Could America Still Lose in Afghanistan?

ByABC News
December 19, 2002, 1:54 PM

Dec. 26, 2002 — -- Declining media attention. Lagging aid payments. Possibly diverted U.S. military resources.

Although American officials insist the United States is in Afghanistan for the long haul, there are signals that anxiety over Iraq is distracting Washington from its promised obligations to Afghanstan.

Analysts caution the war in Afghanistan is far from finished, and that "the peace" has still not been won.

"It would be very premature to declare victory in Afghanistan and move on," says Paul O'Brien, a relief worker who has lived in Kabul for most of the past year. "If they don't get [more aid], there is no doubt that the situation could implode. They could return to warlordism and factionalism and all those things that made Afghanistan an almost impossible place to live over the last 25 years."

A year after Hamid Karzai emerged as Afghanistan's leader, the situation in the country, and Karzai's own situation, remain precarious.

Karzai's power is limited outside Kabul, some government ministers have been killed, and he himself was the target of an assassination attempt in September. Although a loya jirga a traditional assembly of regional elders endorsed Karzai's government earlier this year, Afghan political intrigue remains so perilous that Karzai is protected by American bodyguards, rather than Afghans.
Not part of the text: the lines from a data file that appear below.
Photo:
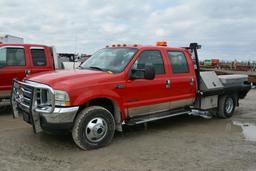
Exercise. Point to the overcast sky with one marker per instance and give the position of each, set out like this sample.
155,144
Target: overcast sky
226,29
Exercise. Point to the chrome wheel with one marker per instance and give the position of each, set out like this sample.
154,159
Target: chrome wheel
229,105
96,129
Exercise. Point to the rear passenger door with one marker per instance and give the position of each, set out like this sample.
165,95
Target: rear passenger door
40,60
147,96
183,81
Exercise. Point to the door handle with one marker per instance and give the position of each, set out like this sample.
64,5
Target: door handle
191,81
168,83
27,72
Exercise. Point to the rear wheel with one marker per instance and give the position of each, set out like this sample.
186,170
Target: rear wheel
227,104
94,128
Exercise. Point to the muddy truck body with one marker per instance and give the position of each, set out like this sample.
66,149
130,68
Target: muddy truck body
125,84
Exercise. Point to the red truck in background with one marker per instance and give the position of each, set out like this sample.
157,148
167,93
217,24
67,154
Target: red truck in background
20,60
125,84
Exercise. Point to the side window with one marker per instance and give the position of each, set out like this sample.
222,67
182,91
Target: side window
178,62
38,57
10,56
150,57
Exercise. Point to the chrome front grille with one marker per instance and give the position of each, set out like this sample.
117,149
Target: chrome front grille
27,95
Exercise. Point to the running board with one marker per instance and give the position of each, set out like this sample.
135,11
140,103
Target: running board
154,117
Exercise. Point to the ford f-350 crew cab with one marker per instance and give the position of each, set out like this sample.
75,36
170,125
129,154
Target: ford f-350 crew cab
125,84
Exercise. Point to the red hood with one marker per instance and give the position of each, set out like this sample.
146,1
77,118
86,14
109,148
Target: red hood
66,79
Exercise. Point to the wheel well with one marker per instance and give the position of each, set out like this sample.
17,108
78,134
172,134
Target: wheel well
108,104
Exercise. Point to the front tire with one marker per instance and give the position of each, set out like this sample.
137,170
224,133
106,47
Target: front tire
94,128
227,104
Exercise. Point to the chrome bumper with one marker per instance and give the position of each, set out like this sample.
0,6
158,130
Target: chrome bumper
61,115
32,114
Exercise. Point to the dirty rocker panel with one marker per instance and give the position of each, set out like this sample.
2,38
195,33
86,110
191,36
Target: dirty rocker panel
160,107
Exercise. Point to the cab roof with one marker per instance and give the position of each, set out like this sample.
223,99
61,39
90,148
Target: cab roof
138,46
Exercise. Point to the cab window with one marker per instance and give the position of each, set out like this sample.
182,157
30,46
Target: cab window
10,56
149,57
178,62
38,57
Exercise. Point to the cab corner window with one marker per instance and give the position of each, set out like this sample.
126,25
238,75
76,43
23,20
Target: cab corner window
149,57
10,56
38,57
178,62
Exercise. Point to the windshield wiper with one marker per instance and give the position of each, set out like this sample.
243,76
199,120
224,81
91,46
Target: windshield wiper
97,68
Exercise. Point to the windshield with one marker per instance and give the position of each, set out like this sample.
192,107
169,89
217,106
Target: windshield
110,59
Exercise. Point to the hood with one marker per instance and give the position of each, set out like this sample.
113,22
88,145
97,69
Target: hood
65,79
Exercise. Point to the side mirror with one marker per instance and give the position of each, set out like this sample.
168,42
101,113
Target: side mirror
149,73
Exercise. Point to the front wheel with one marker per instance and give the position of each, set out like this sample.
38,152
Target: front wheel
227,104
94,128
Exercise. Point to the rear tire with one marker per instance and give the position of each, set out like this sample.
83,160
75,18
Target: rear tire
227,104
94,128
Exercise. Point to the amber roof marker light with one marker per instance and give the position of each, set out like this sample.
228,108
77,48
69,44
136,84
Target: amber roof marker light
161,43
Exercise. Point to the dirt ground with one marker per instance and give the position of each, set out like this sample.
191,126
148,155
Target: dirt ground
178,143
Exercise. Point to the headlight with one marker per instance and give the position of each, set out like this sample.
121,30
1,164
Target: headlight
61,98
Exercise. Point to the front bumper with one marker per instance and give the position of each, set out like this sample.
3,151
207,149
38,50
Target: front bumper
54,117
61,118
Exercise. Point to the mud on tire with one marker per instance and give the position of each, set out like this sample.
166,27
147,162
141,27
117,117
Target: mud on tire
94,128
226,107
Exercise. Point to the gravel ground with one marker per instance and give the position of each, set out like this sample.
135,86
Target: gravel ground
178,143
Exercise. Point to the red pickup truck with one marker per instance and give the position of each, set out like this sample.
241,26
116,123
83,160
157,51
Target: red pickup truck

"We've pinned so many of our hopes on one man," said G. Whitney Azoy, who has written a book and newspaper columns on Afghanistan history and culture. "Let's say, God forbid, that Karzai is shot. Then what? And not just then what for Afghanistan, but then what for American prestige?"

After a near-constant state of war since 1979, planned repairs and construction on key arterial roads between cities remain on the drawing board, Afghanistan's much-ballyhooed national army is years from full deployment, and regional warlords have more control in the Afghan countryside than Karzai does.

Even worse, the United States is alleged to have paid many of the warlords for their allegiance against the Taliban, and trying to get them to yield to a U.S.-backed central authority now might require a "bloody divorce," says Rick Barton, a senior adviser at the Center for Strategic and International Studies, a Washington think tank.

"Once we got into bed with these warlords, we sort of lost our virginity," Barton says. "You're going to have to shoot up some people probably who a day or two ago were your friends."